Organizations replace usernames and passwords with one-time passcodes
More than the football-shaped tokens to choose
18 June, 2013
category: Corporate, Digital ID
Regulatory requirements are pushing strong authentication technologies into enterprises that, in the past, relied only on usernames and passwords. From educational institutions to law enforcement bodies, these new mandates often cause growing pains as a side effect of increased security.
Pivot Point Academy, a beauty school with locations in the Chicago area and member schools across the U.S., found itself in this situation when the U.S. Department of Education started requiring the school’s financial aid associates to use strong authentication to access financial aid web sites.
The Department of Education wants financial aid advisors at schools to use strong authentication so the agency knows who is accessing the different systems, says Phil Ascareggi, financial aid manager at Pivot Point Academy. These advisors can access a lot of personal data for students and the agency wants to keep track of who is accessing it.
While many programs leave it up to the organization to deploy the tokens, in this instance the Department of Education actually issued them for the institution, Ascareggi explains. Pivot Point ordered the tokens from the agency and then assigned each token to a financial aid representative. If the individual leaves, the token remains at the school as property of the Department of Education.
Previously, if an employee left the school they would still be able to access the sites with their user name and passwords. Even if the school notified the agency that the employee had left, there was still no guarantee that the access would be revoked.

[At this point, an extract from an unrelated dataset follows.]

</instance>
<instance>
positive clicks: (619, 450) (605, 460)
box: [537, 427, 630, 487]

Ascareggi has worked in financial aid at a number of schools over the years and he says identity management has always been a challenge. “I was gone from one school for three years and they hadn’t disabled my account,” he explains. This new solution is designed to make that simpler because the tokens will be reassigned.
Pivot Point’s fix was relatively simple thanks in part to the lack of choice, but for other enterprises it’s not always that way. Some have to figure out what type of solution and credential to deploy, and determine how it will work with current systems.
Such is the case in law enforcement, says Ray Wizbowski, global senior director of marketing for the Security Business Unit at Gemalto. The Justice Department is requiring law enforcement agencies to use strong authentication for access to the Criminal Justice Information Service databases, but the specifics are left up to the various agencies.
When an enterprise is looking to add strong authentication the conversation begins by looking at the infrastructure that’s deployed. “We want to get a sense of their environment,” Wizbowski says. “Is there any type of strong authentication in place? Where are the identities stored?”
Law enforcement agencies have typically gravitated to one-time passcodes. “OTP is the gateway drug of online authentication, easy and quick to deploy,” Wizbowski says.
Depending on the infrastructure that’s already in place, another solution could be a better fit, Wizbowski says. “Is it simple login or something broader?” he asks. “Will you want to add physical access and logical access? Where do you see this implementation in three to five years?”
Depending on the answers to those questions one-time passcode tokens might not be sufficient. Smart cards and mobile devices may be technologies that enterprises want to consider.
Additionally, OTP may not be the right solution for every user within an enterprise, explains Andrew Young, vice president of product management at SafeNet. He recommends looking at the use cases for users and then making a decision. “My system administrator might use smart cards to access routers and domain controllers, my general employee base use OTP for remote access and my sales staff use a soft token on a mobile to access cloud-based application,” he explains.